The sergeant said, “Gary Lauer was in Daytona last year and Panama City the year before. The dates line up with the girls’ deaths.”
Patty said, “How’d you find out where he went on vacation?”
“Sometimes you have to work outside the box. I cleared up an ugly issue for a young woman who was romantically involved with Lauer last year. I asked her a simple question, and she gave me a straight answer.”
“That creep has a girlfriend?”
“Several. You’ve seen him, and you know how young people can be. This is a nice girl who thought he was something he wasn’t. The hell of it is she still sees him on and off.”
“How ugly was the issue? Does it relate to this case at all?”
The sergeant slipped into the seat right next to Patty, leaned in, and quietly said, “The son of a bitch knocked her up, then forced her to get an abortion. One night they had an argument that got out of control. He was on temporary assignment to narcotics, so when neighbors complained about the noise the responding patrolman called me to talk some sense into him. He started to get shitty with me, and I had to crack him in the head with my ASP.”
“How’d you avoid an IA investigation?”
“Let’s just say everyone agreed to keep their mouths shut. And don’t tell your partner, but Ronald Bell in IA did a great job of smoothing everything over.”
“I doubt Stall would believe you anyway. He hates Bell.” Patty thought about it and said, “So, what do we do now, switch all surveillance over to Lauer? We told you we thought IA was on him already.”

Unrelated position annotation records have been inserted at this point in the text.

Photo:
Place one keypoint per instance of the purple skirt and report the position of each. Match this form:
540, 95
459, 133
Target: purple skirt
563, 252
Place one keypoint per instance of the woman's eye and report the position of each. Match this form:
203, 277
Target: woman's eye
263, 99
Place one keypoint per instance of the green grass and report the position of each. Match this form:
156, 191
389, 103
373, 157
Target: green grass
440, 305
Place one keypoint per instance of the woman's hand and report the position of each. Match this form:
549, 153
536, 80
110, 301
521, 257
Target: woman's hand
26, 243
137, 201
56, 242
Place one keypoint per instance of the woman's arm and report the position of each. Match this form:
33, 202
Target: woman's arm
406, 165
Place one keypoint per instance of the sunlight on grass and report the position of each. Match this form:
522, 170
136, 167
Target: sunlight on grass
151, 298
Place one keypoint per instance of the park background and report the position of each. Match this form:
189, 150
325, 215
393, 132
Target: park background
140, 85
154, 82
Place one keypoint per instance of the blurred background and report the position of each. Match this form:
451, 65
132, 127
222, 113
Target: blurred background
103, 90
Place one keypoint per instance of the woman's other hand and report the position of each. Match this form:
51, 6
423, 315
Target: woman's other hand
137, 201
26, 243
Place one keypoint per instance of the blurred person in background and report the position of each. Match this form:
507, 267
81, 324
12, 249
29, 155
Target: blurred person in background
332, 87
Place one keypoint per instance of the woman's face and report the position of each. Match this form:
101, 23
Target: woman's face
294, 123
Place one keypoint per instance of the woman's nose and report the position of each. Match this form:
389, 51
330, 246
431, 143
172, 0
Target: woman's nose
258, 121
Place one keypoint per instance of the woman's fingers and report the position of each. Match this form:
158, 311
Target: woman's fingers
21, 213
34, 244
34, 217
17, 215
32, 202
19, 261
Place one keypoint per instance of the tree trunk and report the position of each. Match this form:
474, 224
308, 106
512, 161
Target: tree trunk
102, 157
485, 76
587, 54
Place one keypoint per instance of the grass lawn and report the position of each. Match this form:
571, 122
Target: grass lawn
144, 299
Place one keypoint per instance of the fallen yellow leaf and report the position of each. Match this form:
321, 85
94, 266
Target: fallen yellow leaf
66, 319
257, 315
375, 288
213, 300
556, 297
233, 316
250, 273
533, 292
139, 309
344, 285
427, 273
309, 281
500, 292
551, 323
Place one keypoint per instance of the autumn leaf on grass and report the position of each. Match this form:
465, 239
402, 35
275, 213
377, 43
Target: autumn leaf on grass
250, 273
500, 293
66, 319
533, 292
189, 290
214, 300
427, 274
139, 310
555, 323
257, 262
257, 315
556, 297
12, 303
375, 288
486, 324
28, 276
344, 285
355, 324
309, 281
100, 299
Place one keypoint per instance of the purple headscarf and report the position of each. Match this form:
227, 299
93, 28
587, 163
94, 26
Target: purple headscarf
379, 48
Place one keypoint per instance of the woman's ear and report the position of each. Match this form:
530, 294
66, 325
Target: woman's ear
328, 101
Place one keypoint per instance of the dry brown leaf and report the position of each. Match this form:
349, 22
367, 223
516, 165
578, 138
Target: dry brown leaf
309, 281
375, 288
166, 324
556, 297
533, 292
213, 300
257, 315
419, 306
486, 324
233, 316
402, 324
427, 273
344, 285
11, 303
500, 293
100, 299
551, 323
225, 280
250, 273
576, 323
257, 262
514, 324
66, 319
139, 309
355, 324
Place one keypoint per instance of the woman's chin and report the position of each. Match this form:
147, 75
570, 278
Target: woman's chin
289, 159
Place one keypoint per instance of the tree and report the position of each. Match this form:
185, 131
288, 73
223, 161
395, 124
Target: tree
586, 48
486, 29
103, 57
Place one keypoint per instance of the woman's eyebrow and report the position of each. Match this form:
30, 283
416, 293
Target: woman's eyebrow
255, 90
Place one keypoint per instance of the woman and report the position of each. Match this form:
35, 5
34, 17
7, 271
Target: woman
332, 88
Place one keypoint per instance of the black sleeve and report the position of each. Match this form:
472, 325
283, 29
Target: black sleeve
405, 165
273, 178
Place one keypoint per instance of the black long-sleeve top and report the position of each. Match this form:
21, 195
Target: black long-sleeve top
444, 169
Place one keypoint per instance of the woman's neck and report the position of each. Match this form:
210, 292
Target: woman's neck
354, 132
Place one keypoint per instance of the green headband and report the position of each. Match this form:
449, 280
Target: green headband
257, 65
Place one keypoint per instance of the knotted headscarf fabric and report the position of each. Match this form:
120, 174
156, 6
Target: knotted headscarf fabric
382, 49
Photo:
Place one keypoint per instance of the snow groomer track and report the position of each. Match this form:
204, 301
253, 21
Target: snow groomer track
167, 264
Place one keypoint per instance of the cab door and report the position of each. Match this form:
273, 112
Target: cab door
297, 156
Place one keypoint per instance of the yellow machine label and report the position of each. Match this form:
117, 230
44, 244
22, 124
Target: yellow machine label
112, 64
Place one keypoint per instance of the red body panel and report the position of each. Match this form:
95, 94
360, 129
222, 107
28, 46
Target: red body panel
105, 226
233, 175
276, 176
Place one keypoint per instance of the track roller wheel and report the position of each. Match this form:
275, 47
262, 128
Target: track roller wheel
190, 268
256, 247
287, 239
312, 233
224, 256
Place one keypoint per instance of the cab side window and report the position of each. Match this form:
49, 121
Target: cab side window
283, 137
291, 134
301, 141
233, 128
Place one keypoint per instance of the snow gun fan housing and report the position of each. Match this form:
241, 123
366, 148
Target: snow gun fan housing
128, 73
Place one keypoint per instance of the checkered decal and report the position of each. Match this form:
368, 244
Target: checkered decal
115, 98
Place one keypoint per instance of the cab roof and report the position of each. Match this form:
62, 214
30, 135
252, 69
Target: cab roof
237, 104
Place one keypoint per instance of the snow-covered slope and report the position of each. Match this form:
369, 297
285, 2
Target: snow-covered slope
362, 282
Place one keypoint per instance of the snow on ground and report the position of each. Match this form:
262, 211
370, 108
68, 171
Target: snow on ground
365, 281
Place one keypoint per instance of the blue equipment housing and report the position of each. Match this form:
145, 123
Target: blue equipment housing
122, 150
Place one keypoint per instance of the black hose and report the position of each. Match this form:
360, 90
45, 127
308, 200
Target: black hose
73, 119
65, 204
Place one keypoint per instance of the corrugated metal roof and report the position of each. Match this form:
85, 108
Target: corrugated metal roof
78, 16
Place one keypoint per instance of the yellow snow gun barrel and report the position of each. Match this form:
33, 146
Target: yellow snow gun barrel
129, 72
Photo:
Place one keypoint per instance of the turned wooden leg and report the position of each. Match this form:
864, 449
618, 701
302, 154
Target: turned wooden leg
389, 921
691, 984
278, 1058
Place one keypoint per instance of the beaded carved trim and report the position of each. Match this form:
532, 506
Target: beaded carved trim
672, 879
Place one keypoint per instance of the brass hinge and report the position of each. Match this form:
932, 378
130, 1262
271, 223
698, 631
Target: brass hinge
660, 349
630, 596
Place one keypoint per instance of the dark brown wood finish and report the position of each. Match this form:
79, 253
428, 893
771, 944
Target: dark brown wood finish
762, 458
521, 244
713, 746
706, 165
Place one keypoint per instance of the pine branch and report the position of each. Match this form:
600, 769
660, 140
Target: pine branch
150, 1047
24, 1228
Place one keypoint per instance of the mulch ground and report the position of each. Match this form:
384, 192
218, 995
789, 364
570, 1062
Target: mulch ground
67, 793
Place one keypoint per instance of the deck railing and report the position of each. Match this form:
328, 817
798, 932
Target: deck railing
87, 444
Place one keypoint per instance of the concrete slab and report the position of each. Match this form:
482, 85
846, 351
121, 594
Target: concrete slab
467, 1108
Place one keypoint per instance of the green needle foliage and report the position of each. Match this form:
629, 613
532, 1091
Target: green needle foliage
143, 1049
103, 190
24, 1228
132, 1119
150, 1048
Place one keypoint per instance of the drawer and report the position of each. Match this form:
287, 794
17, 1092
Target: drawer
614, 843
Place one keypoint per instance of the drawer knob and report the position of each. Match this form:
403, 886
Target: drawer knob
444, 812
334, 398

The sergeant smiled and said, “Again, I’m working outside the box on this. These are still serious but vague allegations. I’m going to brief Ronald Bell on what we’re doing and see what kind of help they
can give us. I think he likes to play his cards close. He never mentioned they were going to keep tabs on Lauer. In the meantime, I arranged for Officer Lauer to be offered one of the few overtime gigs still available. He’s going to work the next three evenings at the big soup kitchen near the stadium. The mayor’s office funds a uniformed officer to be there every night. That should keep him busy while we get our ducks in a row.”
“So this guy makes extra cash for being a suspect in Ecstasy distribution?”
“I don’t think it’s right, Patty, but it’s the best way to handle it right now. Don’t forget we’re still working on a wild theory, and he’s not even the only suspect. You guys stay on Palmer tonight, and I want you to keep Stallings in check.”
“What’s that supposed to mean?”
“Everyone knows he can become irrational dealing with crimes against young women. He respects you and listens to you. You’re on the list for sergeant–this is as good a time as any to learn the subtleties of supervision.”
Stallings sat on a low wall in the sunshine, eating an Italian sub from Gino’s. He had a can of soda resting perilously on the narrow wall. The Police Memorial Building was not exactly set up for casual dining outside. He liked the feel of the sun and he was hungry, so he plopped down to eat his favorite sub in the whole world. It used to be you could see the river from the spot, but now classless condos rose across the street, blocking the once-beautiful view. He intended to spend a couple of hours at his desk before he and Patty started their surveillance of Chad Palmer again. This was an odd case propelled by politics and his desire to satisfy Diane Marsh’s perfectly reasonable parental expectation that anyone connected to her daughter’s death be found. No matter why it was proceeding, Stallings was committed to see it through.